The Atg7^Δpan phenotype is only partially rescued by additional p62 ablation. (A) Amylase (Amy2a) (Left), Nqo1 and Gstm1 (Right) mRNA amounts in pancreata of indicated genotypes. Results are means ± SEM n = 3 mice per condition. *P < 0.05 vs. Atg7^∆pan; p62^F/F. (B) mRNA analysis of the indicated genes. Results are means ± SEM n = 3 mice per condition. *P < 0.05 vs. Atg7 ^F/F; p62^F/F. **P < 0.01 vs. Atg7^∆pan; p62^F/F. (C) IB analysis of total pancreatic lysates from mice of indicated genotypes. Tubulin: loading control. (D) P-PERK and P-eIF2a IB analysis of total pancreatic lysates from mice of indicated genotypes. Tubulin loading control.

Fig.
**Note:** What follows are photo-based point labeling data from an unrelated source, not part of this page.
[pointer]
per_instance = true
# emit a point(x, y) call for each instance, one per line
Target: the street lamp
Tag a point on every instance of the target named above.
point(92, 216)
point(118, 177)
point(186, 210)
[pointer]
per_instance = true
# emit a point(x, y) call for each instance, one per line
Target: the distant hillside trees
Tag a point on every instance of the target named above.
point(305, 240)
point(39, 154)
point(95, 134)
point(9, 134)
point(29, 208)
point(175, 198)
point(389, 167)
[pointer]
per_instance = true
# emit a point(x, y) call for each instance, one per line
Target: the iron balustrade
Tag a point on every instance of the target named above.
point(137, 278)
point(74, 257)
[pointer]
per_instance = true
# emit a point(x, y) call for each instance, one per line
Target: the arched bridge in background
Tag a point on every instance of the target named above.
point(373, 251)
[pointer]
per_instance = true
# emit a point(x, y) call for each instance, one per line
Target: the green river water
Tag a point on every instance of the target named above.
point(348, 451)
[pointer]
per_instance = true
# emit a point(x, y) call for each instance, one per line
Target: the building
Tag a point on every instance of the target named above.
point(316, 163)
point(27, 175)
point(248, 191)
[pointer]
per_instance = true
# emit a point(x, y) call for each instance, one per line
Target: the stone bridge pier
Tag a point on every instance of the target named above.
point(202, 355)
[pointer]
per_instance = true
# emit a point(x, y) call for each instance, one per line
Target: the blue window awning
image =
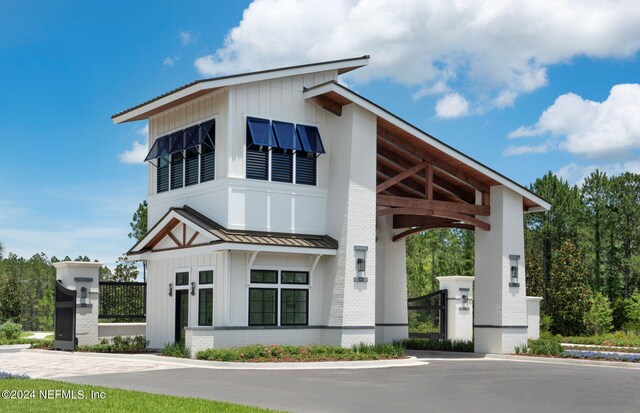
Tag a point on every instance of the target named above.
point(286, 135)
point(310, 138)
point(260, 133)
point(159, 149)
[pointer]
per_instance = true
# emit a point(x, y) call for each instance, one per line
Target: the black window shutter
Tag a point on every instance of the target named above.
point(257, 164)
point(305, 169)
point(281, 166)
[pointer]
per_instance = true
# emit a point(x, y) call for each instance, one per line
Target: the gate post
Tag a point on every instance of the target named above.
point(459, 306)
point(83, 277)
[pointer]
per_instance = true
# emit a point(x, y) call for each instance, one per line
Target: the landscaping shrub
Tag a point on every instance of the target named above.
point(465, 346)
point(548, 347)
point(599, 318)
point(277, 353)
point(176, 350)
point(118, 345)
point(632, 313)
point(10, 330)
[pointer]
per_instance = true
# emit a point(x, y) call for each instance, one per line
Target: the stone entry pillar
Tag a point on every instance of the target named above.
point(83, 277)
point(459, 306)
point(501, 307)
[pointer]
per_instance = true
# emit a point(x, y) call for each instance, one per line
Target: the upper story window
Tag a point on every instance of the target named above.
point(185, 157)
point(282, 152)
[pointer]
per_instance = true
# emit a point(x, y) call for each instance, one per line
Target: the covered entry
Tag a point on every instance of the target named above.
point(421, 184)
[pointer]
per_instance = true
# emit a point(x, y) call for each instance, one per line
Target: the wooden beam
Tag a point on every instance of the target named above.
point(193, 238)
point(397, 156)
point(429, 204)
point(423, 228)
point(436, 213)
point(442, 188)
point(329, 105)
point(425, 155)
point(173, 237)
point(429, 181)
point(401, 176)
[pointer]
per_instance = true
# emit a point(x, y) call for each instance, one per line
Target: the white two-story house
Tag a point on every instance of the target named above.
point(279, 202)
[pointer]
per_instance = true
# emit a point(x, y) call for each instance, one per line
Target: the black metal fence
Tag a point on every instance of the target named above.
point(428, 316)
point(123, 300)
S5.

Role of oxidative stress in the Atg7^Δpan pancreatitis model. (A) Amy2a mRNA analysis in primary acinar cell of the indicated genotype, treated with BHA (5 μM) or vehicle Ctr for 48 h. (B and D) mRNA analysis of the indicated genes in total pancreata from 12-wk-old Atg7^F/F and Atg^Δpan mice fed with BHA-containing (0.7%) diet (BHA) or normal chow (Ctr) for 4 wk. Results are means ± SEM of triplicates. n = 4 mice per condition. *P < 0.05 vs. Atg7^F/FCtr. (C) IB analysis of the indicted proteins in total pancreatic lysates treated as describe in B.